Tactics Based Remote Execution for Mobile Computing

Motivation 

Today, mobile phones are the most popular computing devices but continue to be constrained on resources. Many useful and interactive applications are extremely resource intensive. Using local or on device resources not only increase latency but are often inaccurate e.g. speech translation. Performance in general can be greatly improved by outsourcing heavy tasks or opportunistically using extra resources in the environment allowing smaller devices to run intensive adaptive mobile applications.

Main Points 

- Chroma is a runtime system which dynamically adapts to different conditions of resource availability. This system is built using tactics.  

- Tactics is an abstraction which takes into account application specific knowledge required for optimal remote execution. 

- Chroma aims to be a simple system for application writers which is optimal ( or close to ) under all conditions and completely seamless from the user's perspective

- Chroma's design can be broken down into two parts :
1. Tactic description - done at code level in the application which provides information regarding execution plan and tactic number 

2. Selecting the best tactic for Remote execution which is done using brute force. 

>>> The number of tactics may not be small. This paper has no data to back this claim. 
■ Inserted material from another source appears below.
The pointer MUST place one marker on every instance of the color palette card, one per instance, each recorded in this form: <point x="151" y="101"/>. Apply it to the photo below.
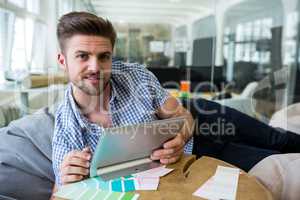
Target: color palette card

- Additionally, the selection process takes as input the remote execution tactic description, a utility function ( user specific objective function ), resource availability and a resource demand predictor. 

>>> The demand predictor uses history based prediction which may not necessarily be accurate because a lot of parameters may have changed in under a minute. The inherent nature of using a mobile device e.g., network congestion, change of location, change of input parameters etc 

  

- Paritioning of an application in Chroma means identifying the application components which can be remotely executed.  Meaningful partitions cannot  be automatically determined. They use application specific knowledge to avoid sub optimal partitioning.  

Others

- Currently, They have battery consumption de-prioritized and users don't have flexibility to define utility functions to change this. 

- They perform data decomposition on certain tasks but don't describe how it is done, e.g. what are the correctness guarantee? 

- I am unsure how the initialization of history logs for tactic selection is done. Are they using unseen training data to learn prediction values. This may bias the output of the prediction model. 

- They assume coarse grained tasks and tasks with simple data dependencies. i.e., based on prototypes only. Another limitation for real world applications. For e.g. global shared data etc.